During Christian Education at camp one day the children were asked to write a letter to God, thanking him for all the things they were grateful for. It was the one activity with my kids I remember passing up (besides swimming three times a day). It wasn't that I didn't want to write it, I just knew that I had a lot more to talk to God about, a lot more to work out in my head, and a lot I was still so unsure of. I am not a person to whom faith comes easily, but I also believe that nothing worthwhile comes easily. I had a lot I needed to get off my chest and that letter seemed like the perfect place...so I wrote it while watching the kids at the pool. I wasn't going to share my letter, but looking over it, I realized that I may not be the only one asking these questions and facing these problems. Here it is:
I know I have a lot to be grateful for, but it's hard to know where to turn when my faith journey has been so rocky...faith just doesn't come easily to me. It never has, and sometimes I feel like the harder I pray and the times I need help the most are the times my prayers go unanswered. Maybe you ARE there guiding me, maybe there IS a reason, maybe you're preparing me for something wonderful. I just don't know how to build a relationship with you, and sometimes I'm not even sure I'm ready...but I think I am.
Lately I've started to differentiate between "knowing" and "believing". I know that life has thrown me obstacles I thought were nearly impossible to overcome. I know that after overcoming those obstacles I felt close to you for the first time. The trouble is believing that you are there for me, that you will stand by me through the good times and the bad.
I keep asking why. Why me? Why do you let me suffer through the pain and self-doubt? Why am I here? I have to wonder if someday everything will make sense, if all this suffering leads to happiness and clarity. I wonder what role the people in my life play and whether or not they're here to stay. I have so much love in my heart and sometimes I wonder if I've given it all away. I don't know how to save some of that love for myself, to learn how to love myself when I know who I want to be and what I want to believe...but I don't believe that she exists in me.
There are times when I feel like there is so little in life that I truly believe. I believe in beauty, in the little things, in the validity of both logic and emotion, in love...even if sometimes I don't believe in them for myself. I feel so weak and helpless, and sometimes I wonder if I need to redefine strength. Maybe I see weakness in the things I cannot change when I should be looking for strength in the things that I can. But how do I do that? How do I teach myself to "believe" without undermining the way I "feel"?

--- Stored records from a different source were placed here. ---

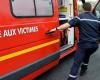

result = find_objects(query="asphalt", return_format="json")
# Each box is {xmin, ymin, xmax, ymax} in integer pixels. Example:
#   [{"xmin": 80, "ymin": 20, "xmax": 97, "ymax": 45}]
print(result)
[{"xmin": 34, "ymin": 45, "xmax": 100, "ymax": 80}]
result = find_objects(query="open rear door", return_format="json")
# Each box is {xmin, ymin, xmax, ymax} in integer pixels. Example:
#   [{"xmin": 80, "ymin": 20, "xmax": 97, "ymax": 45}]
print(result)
[{"xmin": 58, "ymin": 0, "xmax": 75, "ymax": 52}]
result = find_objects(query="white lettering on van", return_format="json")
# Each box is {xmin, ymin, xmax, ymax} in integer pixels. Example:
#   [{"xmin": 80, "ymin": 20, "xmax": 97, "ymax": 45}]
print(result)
[
  {"xmin": 17, "ymin": 26, "xmax": 38, "ymax": 35},
  {"xmin": 0, "ymin": 26, "xmax": 39, "ymax": 38},
  {"xmin": 3, "ymin": 29, "xmax": 16, "ymax": 37}
]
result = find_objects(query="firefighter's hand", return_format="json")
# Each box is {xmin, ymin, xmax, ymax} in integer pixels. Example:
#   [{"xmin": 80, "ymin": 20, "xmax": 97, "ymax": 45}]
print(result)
[{"xmin": 45, "ymin": 28, "xmax": 57, "ymax": 34}]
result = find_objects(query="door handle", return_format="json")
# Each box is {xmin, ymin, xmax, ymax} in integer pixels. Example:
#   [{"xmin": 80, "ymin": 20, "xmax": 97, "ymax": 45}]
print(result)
[{"xmin": 45, "ymin": 31, "xmax": 55, "ymax": 34}]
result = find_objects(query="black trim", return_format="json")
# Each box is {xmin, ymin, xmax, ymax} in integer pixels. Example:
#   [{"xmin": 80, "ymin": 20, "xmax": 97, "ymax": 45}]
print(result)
[
  {"xmin": 34, "ymin": 0, "xmax": 37, "ymax": 16},
  {"xmin": 9, "ymin": 0, "xmax": 54, "ymax": 18},
  {"xmin": 81, "ymin": 0, "xmax": 85, "ymax": 4},
  {"xmin": 0, "ymin": 51, "xmax": 60, "ymax": 80}
]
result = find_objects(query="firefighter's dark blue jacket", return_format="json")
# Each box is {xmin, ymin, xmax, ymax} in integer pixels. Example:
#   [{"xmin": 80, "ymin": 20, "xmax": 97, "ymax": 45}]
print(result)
[{"xmin": 69, "ymin": 12, "xmax": 100, "ymax": 42}]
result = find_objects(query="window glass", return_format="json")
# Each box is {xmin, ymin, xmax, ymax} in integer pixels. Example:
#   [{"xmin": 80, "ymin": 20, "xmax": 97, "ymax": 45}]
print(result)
[
  {"xmin": 11, "ymin": 0, "xmax": 35, "ymax": 17},
  {"xmin": 35, "ymin": 0, "xmax": 53, "ymax": 16},
  {"xmin": 78, "ymin": 0, "xmax": 83, "ymax": 14},
  {"xmin": 95, "ymin": 2, "xmax": 100, "ymax": 18},
  {"xmin": 58, "ymin": 0, "xmax": 74, "ymax": 19}
]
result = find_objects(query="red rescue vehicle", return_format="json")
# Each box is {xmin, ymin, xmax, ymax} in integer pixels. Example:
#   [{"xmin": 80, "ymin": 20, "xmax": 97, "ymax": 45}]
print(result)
[{"xmin": 0, "ymin": 0, "xmax": 99, "ymax": 80}]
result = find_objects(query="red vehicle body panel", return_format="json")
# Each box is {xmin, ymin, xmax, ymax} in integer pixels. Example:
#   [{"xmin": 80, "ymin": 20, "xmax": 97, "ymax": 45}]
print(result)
[
  {"xmin": 0, "ymin": 0, "xmax": 60, "ymax": 79},
  {"xmin": 0, "ymin": 0, "xmax": 81, "ymax": 80}
]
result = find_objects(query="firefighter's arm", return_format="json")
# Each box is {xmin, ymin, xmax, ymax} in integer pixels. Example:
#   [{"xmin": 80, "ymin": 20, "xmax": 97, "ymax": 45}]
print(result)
[
  {"xmin": 57, "ymin": 23, "xmax": 70, "ymax": 30},
  {"xmin": 46, "ymin": 23, "xmax": 70, "ymax": 34},
  {"xmin": 46, "ymin": 17, "xmax": 80, "ymax": 34}
]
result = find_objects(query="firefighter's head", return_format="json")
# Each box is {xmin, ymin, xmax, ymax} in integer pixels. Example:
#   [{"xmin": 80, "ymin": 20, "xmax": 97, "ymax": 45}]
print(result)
[{"xmin": 82, "ymin": 2, "xmax": 92, "ymax": 12}]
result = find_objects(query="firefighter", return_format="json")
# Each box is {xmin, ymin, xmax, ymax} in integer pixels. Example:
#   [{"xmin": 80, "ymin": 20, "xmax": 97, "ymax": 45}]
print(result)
[{"xmin": 47, "ymin": 2, "xmax": 100, "ymax": 80}]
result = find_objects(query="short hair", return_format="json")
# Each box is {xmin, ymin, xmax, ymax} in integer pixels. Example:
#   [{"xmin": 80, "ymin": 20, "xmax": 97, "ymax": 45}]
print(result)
[{"xmin": 82, "ymin": 2, "xmax": 91, "ymax": 11}]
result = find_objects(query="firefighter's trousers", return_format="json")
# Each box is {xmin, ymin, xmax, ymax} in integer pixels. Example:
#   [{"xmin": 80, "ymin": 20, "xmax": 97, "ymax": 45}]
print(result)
[{"xmin": 69, "ymin": 41, "xmax": 99, "ymax": 79}]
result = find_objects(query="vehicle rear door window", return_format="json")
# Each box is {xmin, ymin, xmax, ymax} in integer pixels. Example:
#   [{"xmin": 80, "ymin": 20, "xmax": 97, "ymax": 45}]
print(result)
[
  {"xmin": 11, "ymin": 0, "xmax": 35, "ymax": 17},
  {"xmin": 10, "ymin": 0, "xmax": 53, "ymax": 17},
  {"xmin": 95, "ymin": 2, "xmax": 100, "ymax": 18},
  {"xmin": 35, "ymin": 0, "xmax": 53, "ymax": 16}
]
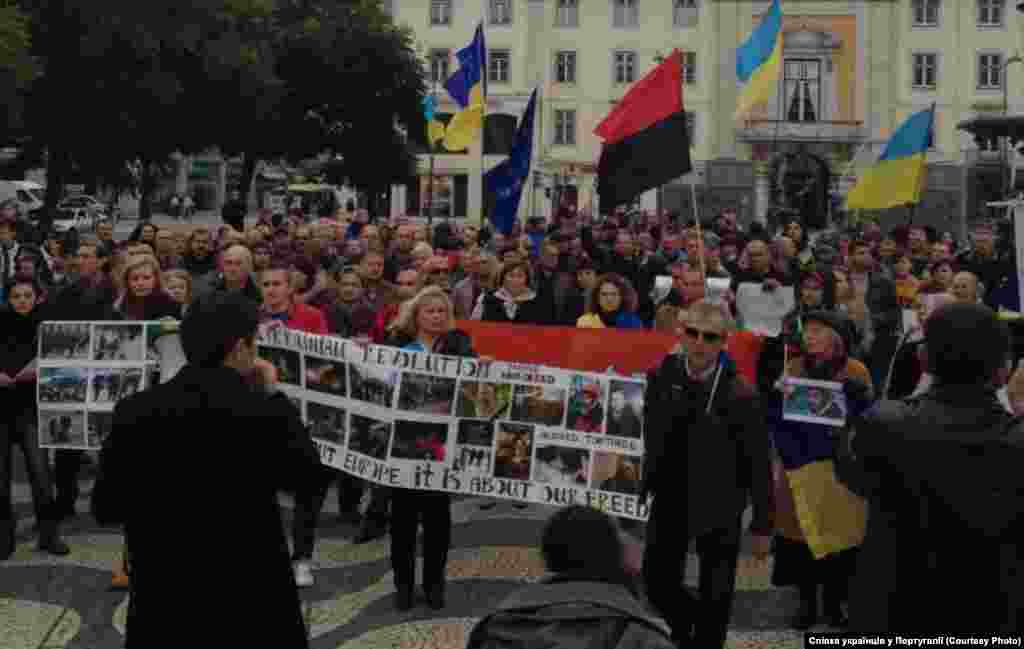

I have a thousand questions, a thousand doubts, a thousand emotions. And then I wonder...Why is there a smile on my face when there aren't tears in my eyes? Why is there always hope when I don't feel hopeless? Why are there always people when I'm not alone? Will I ever use that knowledge to heal rather than escape? I always ask you for strength, but this time I'm asking for a different kind of strength...the strength to live life to its fullest and live without regrets, to let go but love the memories, and to open my heart and mind to change.